Rabat - Denmark has passed a “burqa ban,” a law making it illegal to wear a “garment that hides the face in public.”
Rabat – Denmark has passed a “burqa ban,” a law making it illegal to wear a “garment that hides the face in public.”
The law, which will take effect August 1, was passed yesterday by an overwhelming majority in the Danish Parliament with 75 votes to 30.
The ban imposes a fine of DKK 1,000 (MAD 1,490) on first time offenders, but the fine increases tenfold after the fourth offense. Notably, the ban will include fake beards and ski masks that cover the face, but will not include clothing such as scarves in cold weather or masks worn on holidays like Halloween.

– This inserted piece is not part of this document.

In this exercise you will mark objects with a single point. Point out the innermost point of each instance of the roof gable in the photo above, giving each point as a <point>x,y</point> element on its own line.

Several European countries have banned women from wearing burqas or niqabs, including France, Belgium, and Austria. More European and African countries have introduced partial bans, including Spain, Italy, Chad, and Cameroon.
In January 2017, Morocco banned the production and sale of burqas, but the kingdom does not prevent individuals from wearing them in public.
While Denmark’s ban was praised by Danish Justice Minister Søren Pape Poulsen, Amnesty International’s Europe director, Gauri van Gulik, criticized the law’s restriction on freedom of expression.
“If the intention of this law was to protect women’s rights, it fails abjectly. Instead, the law criminalises women for their choice of clothing and in so doing flies in the face of those freedoms Denmark purports to uphold.”